Personally, I'd restructure the LastNumberNode class so that it has the following methods for manipulating the linkedlist:

• private void addNode(Node node)
• private void removeNode(Node node)
• private Node findNode(Node nextNode)

If you maintain a reference to the last node in the list then your addNode(Node node) method can be something like the following:

if(isEmpty()) {
    first = node;
    last = node;
}
else {
    Node tail = last;
    tail.next = node;
    node.next = first;
    last = node;
}

removeNode(Node node) is based around the following:

Node prevNode = findNode(node);

if(node == first) {
    first = node.next;
    last.next = first;
}
else if(node == last) {
    prevNode.next = first;
    last = prevNode;
}
else {
    prevNode.next = node.next;
}

If I were to implement of this I'd probably do the reduction of the list down to a single Node using this sort of approach:

public String reduceList() {
    Node curNode = first;
    while(first != last) {
        removeNode(curNode.getNext().getNext());
        curNode = curNode.getNext().getNext();
    }

    return first.getValue();
}

As a final point, I wouldn't bother filling an array with sequential numbers and then walking it to add the elements to your list.
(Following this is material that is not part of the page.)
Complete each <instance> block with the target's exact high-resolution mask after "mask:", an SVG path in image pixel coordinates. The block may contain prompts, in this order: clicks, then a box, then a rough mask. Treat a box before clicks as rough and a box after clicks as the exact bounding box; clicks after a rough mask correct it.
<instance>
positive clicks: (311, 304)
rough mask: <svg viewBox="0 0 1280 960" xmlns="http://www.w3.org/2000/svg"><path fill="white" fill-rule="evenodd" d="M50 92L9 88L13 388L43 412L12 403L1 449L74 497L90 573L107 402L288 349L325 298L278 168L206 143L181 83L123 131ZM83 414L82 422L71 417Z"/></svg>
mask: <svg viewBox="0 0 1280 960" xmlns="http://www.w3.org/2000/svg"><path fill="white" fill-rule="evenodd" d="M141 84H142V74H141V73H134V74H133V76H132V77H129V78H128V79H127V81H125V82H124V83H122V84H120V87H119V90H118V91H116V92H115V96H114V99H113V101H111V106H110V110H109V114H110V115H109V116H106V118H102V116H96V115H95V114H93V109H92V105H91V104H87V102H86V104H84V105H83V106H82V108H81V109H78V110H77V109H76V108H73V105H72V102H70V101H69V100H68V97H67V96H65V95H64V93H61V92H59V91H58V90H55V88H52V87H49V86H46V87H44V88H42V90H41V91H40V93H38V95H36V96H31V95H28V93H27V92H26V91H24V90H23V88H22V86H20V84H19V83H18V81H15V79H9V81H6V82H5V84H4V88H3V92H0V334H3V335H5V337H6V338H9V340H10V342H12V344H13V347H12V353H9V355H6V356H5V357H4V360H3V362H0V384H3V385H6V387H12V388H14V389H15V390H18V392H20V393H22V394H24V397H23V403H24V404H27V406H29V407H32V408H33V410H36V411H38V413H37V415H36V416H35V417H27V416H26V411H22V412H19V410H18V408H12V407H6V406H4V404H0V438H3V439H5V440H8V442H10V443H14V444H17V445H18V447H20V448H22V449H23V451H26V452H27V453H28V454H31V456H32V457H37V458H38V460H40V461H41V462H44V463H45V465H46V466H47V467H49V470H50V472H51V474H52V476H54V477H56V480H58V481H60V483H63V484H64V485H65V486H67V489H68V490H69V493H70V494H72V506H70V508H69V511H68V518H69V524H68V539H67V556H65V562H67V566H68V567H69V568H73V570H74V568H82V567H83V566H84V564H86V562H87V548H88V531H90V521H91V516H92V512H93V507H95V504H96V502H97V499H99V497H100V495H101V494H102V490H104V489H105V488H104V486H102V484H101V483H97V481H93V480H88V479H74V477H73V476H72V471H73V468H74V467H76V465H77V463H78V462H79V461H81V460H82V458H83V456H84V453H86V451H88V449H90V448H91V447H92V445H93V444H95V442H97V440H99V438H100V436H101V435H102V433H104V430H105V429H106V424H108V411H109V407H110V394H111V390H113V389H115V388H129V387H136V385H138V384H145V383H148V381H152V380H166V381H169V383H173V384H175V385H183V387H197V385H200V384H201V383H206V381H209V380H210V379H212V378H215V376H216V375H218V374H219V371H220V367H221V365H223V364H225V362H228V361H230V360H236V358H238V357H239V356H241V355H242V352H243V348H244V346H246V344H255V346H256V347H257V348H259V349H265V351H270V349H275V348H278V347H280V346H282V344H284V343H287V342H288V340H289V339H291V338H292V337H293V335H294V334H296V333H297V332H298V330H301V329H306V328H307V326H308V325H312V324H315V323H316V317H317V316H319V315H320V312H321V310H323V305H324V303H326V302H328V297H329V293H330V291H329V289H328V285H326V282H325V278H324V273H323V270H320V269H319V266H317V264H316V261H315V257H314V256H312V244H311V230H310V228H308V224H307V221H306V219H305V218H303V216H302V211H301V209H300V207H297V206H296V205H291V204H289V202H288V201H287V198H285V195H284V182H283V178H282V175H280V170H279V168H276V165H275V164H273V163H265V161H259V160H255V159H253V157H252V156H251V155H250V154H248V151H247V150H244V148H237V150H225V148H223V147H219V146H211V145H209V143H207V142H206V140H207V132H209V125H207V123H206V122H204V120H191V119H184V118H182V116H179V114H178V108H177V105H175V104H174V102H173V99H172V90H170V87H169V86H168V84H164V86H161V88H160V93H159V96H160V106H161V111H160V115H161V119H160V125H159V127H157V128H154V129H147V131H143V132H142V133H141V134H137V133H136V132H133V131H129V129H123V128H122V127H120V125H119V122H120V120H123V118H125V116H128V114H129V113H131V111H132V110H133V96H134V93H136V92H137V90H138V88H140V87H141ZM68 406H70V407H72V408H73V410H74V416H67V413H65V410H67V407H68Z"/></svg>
I'd just go straight for something like the following:

for(int i = 1; i <= input; i++) {
    linkedlist.add(new Integer(i).toString());
}

Answer 2

Your add method inserts the elements directly after first if first is already set:

first.next = new Node(e, first.next);

This leads to the observed behaviour.

You need to keep track of the last element of the list and add the new element as last.next if you want to append the new element at the end of the list. One way to do this is to simply save a reference to the last element in a member variable of the list class, another would be to traverse the list until you find the node linking to first which would be the last node.